Another Turkish war veteran searches for ‘little’ Korean friend 65 years later
KAYSERİ – Anadolu Agency
After the timeless story of a close bond between a Turkish soldier and a Korean girl captured people’s hearts, another Turkish veteran hopes to re-forge a similar bond.
The story of how Süleyman Dilbirliği befriended an orphaned five-year-old girl in the midst of the 1950-1953 Korean War and cared for her for more than a year recently became a hit movie in Turkey.
After he was shipped back to Turkey and Eunja Kim - or Ayla, as her Turkish friend knew her - was sent to an orphanage, the two people were separated until 2010, when they were reunited at an event marking the war’s 60th anniversary.
Dilbirliği died in December shortly after “Ayla,” a movie directed by Can Ulkay, hit the big screen.
Since then another veteran, former Sgt. Mehmet Karamustafaoğlu, has expressed hopes to find the young girl he befriended during that long-ago war, a girl known as Ayce.
Nearly two months after he arrived in Korea to join U.N. forces defending the south, Karamustafaoğlu saw a little girl lying on the side of the road. Fortunately, she was alive.
For 10 months, Karamustafaoğlu took care of the 2-year-old, and gave her the Turkish name Ayşe, later simplified into Ayce, which non-Turkish soldiers found easier to pronounce.
The little girl soon recovered and learned Turkish with the help of her benefactor.
As his departure loomed, Karamustafaoğlu tried to find a way to take Ayce to Turkey, but local officials would not allow it.
Karamustafaoğlu entrusted the girl to a fellow soldier before leaving Korea in 1952.
The father of three grown-up children, Karamustafaoğlu has long looked for Ayce, who should be around 70-years-old now.
When Karamustafaoğlu was invited to South Korea as part of a sister cities project in 2004, he thought he had a chance to find Ayce, but came up short.

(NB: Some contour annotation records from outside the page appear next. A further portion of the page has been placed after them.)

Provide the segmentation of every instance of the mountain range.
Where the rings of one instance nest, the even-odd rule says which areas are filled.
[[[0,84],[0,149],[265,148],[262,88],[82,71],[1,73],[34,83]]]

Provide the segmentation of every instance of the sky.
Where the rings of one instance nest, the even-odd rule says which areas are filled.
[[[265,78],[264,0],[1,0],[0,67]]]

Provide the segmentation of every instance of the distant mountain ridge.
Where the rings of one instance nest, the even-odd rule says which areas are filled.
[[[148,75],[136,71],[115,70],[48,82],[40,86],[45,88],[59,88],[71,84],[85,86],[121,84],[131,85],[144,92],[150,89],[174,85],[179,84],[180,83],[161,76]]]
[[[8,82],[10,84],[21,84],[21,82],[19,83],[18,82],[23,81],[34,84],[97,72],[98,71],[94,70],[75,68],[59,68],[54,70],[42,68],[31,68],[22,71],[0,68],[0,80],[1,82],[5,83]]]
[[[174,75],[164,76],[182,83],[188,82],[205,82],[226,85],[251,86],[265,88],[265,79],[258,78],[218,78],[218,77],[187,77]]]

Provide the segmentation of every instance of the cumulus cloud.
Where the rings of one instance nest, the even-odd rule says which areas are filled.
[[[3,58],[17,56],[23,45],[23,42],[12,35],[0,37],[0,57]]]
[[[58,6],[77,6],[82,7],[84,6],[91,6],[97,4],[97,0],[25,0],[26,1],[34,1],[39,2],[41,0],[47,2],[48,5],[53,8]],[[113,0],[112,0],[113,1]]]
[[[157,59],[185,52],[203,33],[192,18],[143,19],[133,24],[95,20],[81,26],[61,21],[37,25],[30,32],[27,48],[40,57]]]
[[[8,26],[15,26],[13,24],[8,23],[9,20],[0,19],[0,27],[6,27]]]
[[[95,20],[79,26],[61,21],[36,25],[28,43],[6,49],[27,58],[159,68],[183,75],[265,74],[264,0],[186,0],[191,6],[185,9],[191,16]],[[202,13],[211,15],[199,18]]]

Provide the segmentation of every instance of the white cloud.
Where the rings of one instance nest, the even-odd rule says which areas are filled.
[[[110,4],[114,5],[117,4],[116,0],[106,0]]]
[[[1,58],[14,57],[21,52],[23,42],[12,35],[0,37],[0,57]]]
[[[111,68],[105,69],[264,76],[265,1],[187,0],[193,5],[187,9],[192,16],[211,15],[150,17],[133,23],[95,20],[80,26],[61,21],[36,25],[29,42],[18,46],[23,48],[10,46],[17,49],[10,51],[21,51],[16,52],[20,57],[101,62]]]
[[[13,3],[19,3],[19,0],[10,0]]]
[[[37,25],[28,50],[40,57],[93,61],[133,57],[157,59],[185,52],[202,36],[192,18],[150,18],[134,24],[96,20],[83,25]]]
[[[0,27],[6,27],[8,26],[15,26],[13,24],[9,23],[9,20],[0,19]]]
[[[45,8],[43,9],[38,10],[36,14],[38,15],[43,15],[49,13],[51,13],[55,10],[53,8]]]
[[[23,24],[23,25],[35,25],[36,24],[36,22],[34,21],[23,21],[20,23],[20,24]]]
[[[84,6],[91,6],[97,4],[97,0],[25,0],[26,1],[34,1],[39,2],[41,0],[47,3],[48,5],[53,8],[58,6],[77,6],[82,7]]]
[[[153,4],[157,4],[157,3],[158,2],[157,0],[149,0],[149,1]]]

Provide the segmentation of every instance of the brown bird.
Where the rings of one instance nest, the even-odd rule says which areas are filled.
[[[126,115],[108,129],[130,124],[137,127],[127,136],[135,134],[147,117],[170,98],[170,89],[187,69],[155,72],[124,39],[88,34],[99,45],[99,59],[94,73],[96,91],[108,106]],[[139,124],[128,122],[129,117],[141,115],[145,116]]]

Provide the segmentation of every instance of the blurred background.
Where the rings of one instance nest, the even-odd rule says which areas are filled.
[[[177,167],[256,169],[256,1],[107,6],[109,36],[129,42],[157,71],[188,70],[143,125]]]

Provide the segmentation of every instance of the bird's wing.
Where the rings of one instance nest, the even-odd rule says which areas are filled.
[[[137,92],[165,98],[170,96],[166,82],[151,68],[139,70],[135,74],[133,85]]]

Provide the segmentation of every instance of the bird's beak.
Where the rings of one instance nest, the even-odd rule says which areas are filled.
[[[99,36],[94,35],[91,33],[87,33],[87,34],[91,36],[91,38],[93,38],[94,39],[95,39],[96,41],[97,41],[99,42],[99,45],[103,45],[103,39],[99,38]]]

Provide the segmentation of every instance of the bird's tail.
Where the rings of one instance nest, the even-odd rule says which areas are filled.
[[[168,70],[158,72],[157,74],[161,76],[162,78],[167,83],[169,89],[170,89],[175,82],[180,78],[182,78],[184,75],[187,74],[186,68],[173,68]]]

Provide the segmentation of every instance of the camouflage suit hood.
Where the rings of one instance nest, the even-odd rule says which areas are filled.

“We can’t find Ayce. She might have gone to Australia as an asylum-seeker after the war,” he cited officials as saying.
After handing over a photo of Ayce to Korean newspapers, Karamustafaoğlu watched the hit film Ayla with tears in his eyes as he learnt of the oddly similar story about another veteran and a Korean girl.
“Korean officials and I did everything to find her, but it was in vain,” he lamented.